The Fog of Providence
On August 20, 1776, British General William Howe moved his troops, approximately 20,000 strong, into Long Island. Although already under intense fire, Washington’s troops, about 23,000 (mostly militia), were caught off guard by the move. Washington’s men were trapped and being brutalized by the Hessians who took no prisoners, preferring instead to stab the surrendering Americans with their seven-inch bayonets.
Washington’s only hope was to evacuate the American army to Manhattan. The British, however, had already anticipated this move and were prepared to send five warships up the East River to block the retreat. Knowing full well that the American‘s push for independence lay in the balance, Howe ordered an attack on August 23. It looked as if the American cause would be ended here, only a month after independence had been declared.
The Night of August 29
Washington knew that his situation was untenable—it was only a matter of time before Howe would have his victory, and the cause of independence would be lost. That’s when the miraculous happened: the wind shifted. The contrary wind meant that the British ships would not be able to come up river and cut off his retreat. Also, a thick fog rolled-in providing the cover necessary for keeping the retreat from the British high command.
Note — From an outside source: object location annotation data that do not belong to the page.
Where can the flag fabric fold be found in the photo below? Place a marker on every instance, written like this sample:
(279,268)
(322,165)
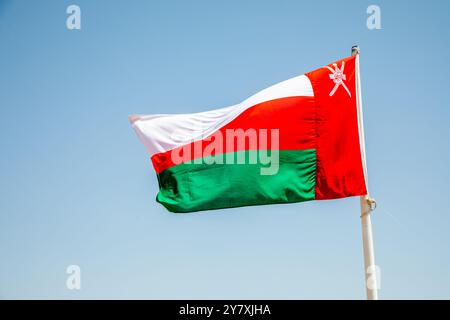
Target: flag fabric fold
(295,141)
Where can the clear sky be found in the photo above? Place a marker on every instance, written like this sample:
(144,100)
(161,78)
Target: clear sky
(77,187)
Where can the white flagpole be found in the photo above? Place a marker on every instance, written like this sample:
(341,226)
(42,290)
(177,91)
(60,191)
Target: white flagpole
(370,269)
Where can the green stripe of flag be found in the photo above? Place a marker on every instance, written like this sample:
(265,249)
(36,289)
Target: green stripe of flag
(203,186)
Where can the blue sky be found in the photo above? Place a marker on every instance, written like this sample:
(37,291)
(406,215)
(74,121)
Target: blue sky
(77,187)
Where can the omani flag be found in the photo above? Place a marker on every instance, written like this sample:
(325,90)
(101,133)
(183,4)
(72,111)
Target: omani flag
(297,140)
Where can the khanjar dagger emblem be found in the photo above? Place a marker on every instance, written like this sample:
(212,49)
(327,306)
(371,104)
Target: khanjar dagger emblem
(338,77)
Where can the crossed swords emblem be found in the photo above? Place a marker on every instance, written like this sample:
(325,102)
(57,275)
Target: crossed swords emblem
(338,77)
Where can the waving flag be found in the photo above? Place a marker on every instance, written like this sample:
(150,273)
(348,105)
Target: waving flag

Coolly and decisively, Washington ordered the seafaring Marbleheads of Massachusetts to ferry his troops from Brooklyn. The American army would live to fight another day—and the cause of independence was saved—thanks to a providential change of weather.
Of Nations and Men
On this day, the day that we celebrate the cause of freedom that resulted in the founding of this nation, let us not forget that it is God, and not we ourselves, Who controls the destinies of nations and men.
And He has made from one blood every nation of men to dwell on all the face of the earth, and has determined their preappointed times and the boundaries of their dwellings
And let us give Him thanks for the freedoms we enjoy, and for the brave men and women who have fought—and are fighting—to protect us and our freedoms. May God preserve and protect this great Union. Amen.